P2 Ready to ‘be all you can be’ US Ambassador Joan Plaisted was on hand to congratulate eight Marshallese after they were sworn into the US Army last Friday. The new inductees are: Percy Bilimon, Francis Bing, Taann Kabua, Ringston Kunst, Valdez Lakien, Clayton Lemari, Christopher Mesa and Rosemary Valentino.

P3 Hoop stars The Costa Mesa Mustangs, a girls basketball team with four Marshallese players, won the California state title in their age group and headed to Florida this week for the national championships. Coached by Costa Mesa resident Steve Wilson, the girls team won the YBOA western regional title. The Marshallese players are Georgina John, Trisha Wase, Crystal Mino and Susana Halspar.
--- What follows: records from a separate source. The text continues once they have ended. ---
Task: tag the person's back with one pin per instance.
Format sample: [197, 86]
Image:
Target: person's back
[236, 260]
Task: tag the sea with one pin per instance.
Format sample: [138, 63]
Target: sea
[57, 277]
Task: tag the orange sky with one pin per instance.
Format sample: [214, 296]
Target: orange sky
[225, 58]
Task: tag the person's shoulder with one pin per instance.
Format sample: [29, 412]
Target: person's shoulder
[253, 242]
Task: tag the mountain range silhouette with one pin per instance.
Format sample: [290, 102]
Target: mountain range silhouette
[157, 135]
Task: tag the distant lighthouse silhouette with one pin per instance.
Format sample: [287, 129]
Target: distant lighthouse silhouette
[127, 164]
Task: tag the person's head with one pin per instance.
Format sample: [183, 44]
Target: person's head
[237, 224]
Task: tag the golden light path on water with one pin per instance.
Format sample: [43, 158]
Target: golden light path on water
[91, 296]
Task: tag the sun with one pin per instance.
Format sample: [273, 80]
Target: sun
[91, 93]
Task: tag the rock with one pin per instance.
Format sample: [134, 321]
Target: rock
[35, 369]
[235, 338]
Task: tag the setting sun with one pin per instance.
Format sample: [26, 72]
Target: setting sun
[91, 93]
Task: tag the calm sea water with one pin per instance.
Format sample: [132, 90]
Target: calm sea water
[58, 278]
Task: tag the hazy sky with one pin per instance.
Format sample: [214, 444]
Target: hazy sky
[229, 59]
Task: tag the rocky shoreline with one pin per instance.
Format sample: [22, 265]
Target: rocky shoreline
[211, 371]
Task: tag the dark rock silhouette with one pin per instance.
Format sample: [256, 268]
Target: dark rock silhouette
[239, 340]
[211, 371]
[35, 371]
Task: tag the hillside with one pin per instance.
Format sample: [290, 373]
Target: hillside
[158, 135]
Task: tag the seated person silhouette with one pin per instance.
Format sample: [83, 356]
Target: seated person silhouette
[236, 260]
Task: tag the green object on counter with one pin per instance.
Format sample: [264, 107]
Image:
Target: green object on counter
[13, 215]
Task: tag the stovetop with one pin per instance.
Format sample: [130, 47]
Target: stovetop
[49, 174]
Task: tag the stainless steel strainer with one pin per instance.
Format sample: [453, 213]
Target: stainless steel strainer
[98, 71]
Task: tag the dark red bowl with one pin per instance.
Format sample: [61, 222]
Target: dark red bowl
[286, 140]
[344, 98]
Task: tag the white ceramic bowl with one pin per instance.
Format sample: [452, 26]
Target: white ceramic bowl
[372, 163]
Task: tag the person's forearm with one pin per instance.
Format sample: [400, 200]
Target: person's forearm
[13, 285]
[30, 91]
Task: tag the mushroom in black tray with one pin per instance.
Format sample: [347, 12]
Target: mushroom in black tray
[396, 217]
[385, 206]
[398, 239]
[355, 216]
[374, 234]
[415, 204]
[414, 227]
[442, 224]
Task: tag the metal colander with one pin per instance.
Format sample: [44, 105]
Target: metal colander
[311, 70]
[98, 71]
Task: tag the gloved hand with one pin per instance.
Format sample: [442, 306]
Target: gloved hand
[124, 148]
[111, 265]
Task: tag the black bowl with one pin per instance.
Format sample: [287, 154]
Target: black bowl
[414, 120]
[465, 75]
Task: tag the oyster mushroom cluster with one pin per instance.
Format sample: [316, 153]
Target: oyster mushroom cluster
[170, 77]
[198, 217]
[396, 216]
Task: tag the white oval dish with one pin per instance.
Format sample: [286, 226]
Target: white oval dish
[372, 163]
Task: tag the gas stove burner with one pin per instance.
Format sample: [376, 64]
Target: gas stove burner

P10 Tribunal asked for help The Nuclear Claims Tribunal has been asked to conduct a study that would establish a standard for acceptable levels of radiation in the Marshall Islands. The request has come as a result of skepticism expressed by Marshall Islanders from Enewetak, Bikini, Rongelap and Utrok over recently released findings by Dr. William Robison of Lawrence Livermore Laboratory, said Foreign Minister Phillip Muller. “It’s hard for Marshallese who’ve been evacuated (because of high radiation levels) to trust recommendations (coming from US scientists),” Muller said. US scientists are encouraging northern Marshall Islanders to use potassium fertilizer to reduce radiation levels, said Muller. “The US keeps say it’s the cheapest way to clean up the islands,” he said. “We want to find the best way, not the cheapest.” He indicated that having a study done “by our side would be more acceptable to the people.”

Journal 7/17/2009

P4 Hundreds of jobs Pan Pacific Foods Inc. is back in action providing hundreds of jobs for locals and reducing RMI’s unemployment rate as of last week. Plant Manager Don Xu said the Delap loining plant went into full-scale operations last Wednesday and he is encouraging more Marshallese two apply for jobs as the plant will continue to expand now that fish production is underway.